We asked the DOE for a response on the scrutiny on Solyndra lately, and here’s the statement provided by the press office:
“The Department of Energy conducts extensive and ongoing monitoring for all projects that receive loan guarantees. The loan guarantee for Solyndra is supporting the construction of a manufacturing facility which is well underway, and is, in fact, 4-8 weeks ahead of schedule. To date, the company has hired 3,000 construction workers and over 1,000 employees to fill permanent positions. We anticipate the project will continue as planned, however, we take our responsibility to protect taxpayer interests very seriously, and will continue to work with Solyndra to find appropriate solutions to any challenges it may face.”
The investigation into the Solyndra loan guarantee is being spearheaded by Rep. Fred Upton (R-Mich.), chairman of the House Energy and Commerce Committee.
Upton sent a letter to DOE Secretary Steven Chu asking for documents related to the Solyndra decision. The letter outlines Solyndra’s lack of profits (which is the case for most startups), and also points to an audit that pointed out the company’s shakiness and ultimately contributed to Solyndra yanking its IPO plans last year.

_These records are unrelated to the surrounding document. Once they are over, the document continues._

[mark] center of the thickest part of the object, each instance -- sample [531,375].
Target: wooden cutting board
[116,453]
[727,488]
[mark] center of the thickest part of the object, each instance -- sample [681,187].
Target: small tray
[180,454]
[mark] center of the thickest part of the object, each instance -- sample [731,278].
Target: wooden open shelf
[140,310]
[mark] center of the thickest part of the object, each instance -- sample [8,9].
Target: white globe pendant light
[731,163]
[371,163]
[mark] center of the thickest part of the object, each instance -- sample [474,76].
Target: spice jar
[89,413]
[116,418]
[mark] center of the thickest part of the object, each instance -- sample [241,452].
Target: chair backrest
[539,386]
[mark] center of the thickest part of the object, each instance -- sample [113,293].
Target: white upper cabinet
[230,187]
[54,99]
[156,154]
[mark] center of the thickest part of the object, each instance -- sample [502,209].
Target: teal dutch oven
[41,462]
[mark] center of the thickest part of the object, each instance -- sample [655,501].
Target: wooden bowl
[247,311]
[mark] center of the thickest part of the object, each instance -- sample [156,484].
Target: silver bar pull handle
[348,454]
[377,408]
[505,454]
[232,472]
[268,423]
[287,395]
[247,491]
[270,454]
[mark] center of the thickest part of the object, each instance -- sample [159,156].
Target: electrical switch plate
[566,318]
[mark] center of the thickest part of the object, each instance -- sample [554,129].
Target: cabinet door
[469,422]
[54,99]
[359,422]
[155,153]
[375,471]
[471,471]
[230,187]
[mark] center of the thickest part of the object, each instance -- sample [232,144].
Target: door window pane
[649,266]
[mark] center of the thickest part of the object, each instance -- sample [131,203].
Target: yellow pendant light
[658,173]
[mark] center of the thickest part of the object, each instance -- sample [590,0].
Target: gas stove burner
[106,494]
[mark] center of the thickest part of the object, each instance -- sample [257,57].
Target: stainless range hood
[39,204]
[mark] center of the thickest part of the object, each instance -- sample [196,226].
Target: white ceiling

The audit is an interesting point. Although Solyndra’s technology — racks of tubular solar cells — seems genuinely innovative (see the greenhouse roofing application, right), it seems to have vastly underestimated its capital needs and overestimated what it could deliver. A PricewaterhouseCooper audit last year ahead of its IPO plans found massive losses and negative cash flow since the company’s founding, as well as mounting debt that could bury operations within a year. The company appeared to be running out of money five years into the business despite raising $970 million. After cancelling the IPO, Solyndra opted to raise $175 million through promissory notes instead.